Configuring Varnish well requires knowledge about requests and responses and how they flow through different subroutines. Take a look at the diagram below to see how everything fits together. If you need more info, please see the Varnish Wiki.
website_perfomance_meet_varnisch

How Varnish works: tweaking the Varnish

Regularly, the default Varnish setup lives up to expectation well. For the most part, there are just a couple reasons Varnish should be tweaked for your specific Site or Web Application:
When a request is received: Rewriting a request, for example, for removing cookies so the request can be delivered from cache.
When a response is returned from the backend: Adjusting a response, for example, changing the Time To Live so that it can be cached longer.
When a response is delivered:Rewriting a response, for example, overwriting backend Headers so that Browsers will also cache content.

The Pattern Application

You should know that the pattern is to make a few adjustments, then permit the default Varnish conduct to assume control. After executing custom VCL code, default VCL code will be executed for the given subroutine. Unless you specifically handle or indicate them, all situations, conditions and actions will fall through to default conduct.

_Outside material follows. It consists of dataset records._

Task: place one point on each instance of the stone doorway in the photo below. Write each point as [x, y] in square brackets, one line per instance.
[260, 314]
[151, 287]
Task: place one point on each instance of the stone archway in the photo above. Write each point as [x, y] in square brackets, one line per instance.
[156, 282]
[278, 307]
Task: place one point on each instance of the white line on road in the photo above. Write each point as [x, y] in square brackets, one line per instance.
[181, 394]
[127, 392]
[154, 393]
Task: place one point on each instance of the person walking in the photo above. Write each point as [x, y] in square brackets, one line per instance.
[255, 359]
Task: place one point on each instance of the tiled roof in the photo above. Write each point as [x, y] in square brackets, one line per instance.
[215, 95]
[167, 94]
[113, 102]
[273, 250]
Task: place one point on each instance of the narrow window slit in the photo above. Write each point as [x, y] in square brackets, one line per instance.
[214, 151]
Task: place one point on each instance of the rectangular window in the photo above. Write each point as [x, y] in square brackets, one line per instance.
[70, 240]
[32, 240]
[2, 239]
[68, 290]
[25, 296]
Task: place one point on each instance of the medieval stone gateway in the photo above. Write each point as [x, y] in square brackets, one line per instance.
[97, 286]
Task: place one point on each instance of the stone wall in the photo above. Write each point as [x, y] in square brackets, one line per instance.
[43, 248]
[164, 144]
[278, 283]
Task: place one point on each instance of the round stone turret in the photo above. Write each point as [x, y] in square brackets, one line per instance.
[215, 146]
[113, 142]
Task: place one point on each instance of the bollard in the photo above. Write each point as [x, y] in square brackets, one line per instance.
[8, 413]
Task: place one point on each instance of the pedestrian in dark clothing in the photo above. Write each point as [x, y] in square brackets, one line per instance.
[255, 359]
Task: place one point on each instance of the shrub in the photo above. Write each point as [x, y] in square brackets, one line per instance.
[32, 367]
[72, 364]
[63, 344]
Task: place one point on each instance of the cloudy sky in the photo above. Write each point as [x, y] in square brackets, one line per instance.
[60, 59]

Varnish as a straightforward improvement of Security

In addition to its utility for caching and load-balancing, Varnish can be used to conceal information about the Origin Server and along these lines prevent Hackers from using targeted attacks. More particularly, with Varnish you can hide, add or override any Header from the Origin Server. For instance, naturally, by default PHP uncovers its adaptation in Header statements like “X-Powered-By: PHP/5.4.4-10”. In order to hide this Header, edit the file /etc/varnish/default.vcl, uncomment the configuration part for vcl_deliver, and make it look like:
sub vcl_deliver {
remove resp.http.X-Powered-By;
return (deliver);
}

You can likewise edit Headers like the Web Server name and its version. By default, Apache sends a Server Header like “Server: Apache/2.2.15 (CentOS)”. It is possible to transform it to resemble that the Server is nginx (for example) in the event that you were feeling mischievous by changing the configuration for vcl_fetch and including:
sub vcl_fetch {
unset beresp.http.Server;
set beresp.http.Server = “nginx”;
return (deliver);
}

With VCL it is possible to filter any part of the Request and Response, making Varnish a very capable Web Firewall. For instance, if you need to filter GET requests containing PHP’s passthru function to prevent certain types of Attacks, change vcl_recv and include the following condition:
sub vcl_recv {
if (req.url ~ “passthru\(“) {
error 404 “No such file”;
}
return (lookup);
}

Once that takes effect, Varnish will display HTTP 404 Errors to anybody who tries to specify the passthru function in the GET Request.
Varnish can do even more to protect your Website. Truth be told, there are entire Projects dedicated specially to this, for example, Security VCL.
Still, Varnish is not intended to take the place of a Web Application Firewall and that is the reason why it lacks essential functionalities, for example,
POST Requests inspection. If you are searching for a complete WAF setup, read “Protect and Audit Your Web Server With ModSecurity”.

Conclusion

Varnish is a very effective and powerful caching HTTP Reverse Proxy. Of course, if left in default state, it behaves sensibly, so the best practice is to make tweaks and permit the Varnish default conduct handle the rest.
Despite the fact that its design can appear to be intimidating (there are lots of notions to absorb and options to look over), the ability to make small adjustments without needing to totally rewrite behavior makes it reasonable. The VCL Wiki as well as books provide tons of information, including detailed descriptions of certain actions. You can learn how to install the Varnish, configure the Proxy and tweak it as well as get to know its subroutines, actions and patterns.

I trust that you can now see why Varnish is so popular. It is broadly considered as the best Web Caching Proxy these days. And with so many tutorials online, you should be able to install it by yourself fairly easy and make tweaks in order to boost the performance, security and availability of your Website.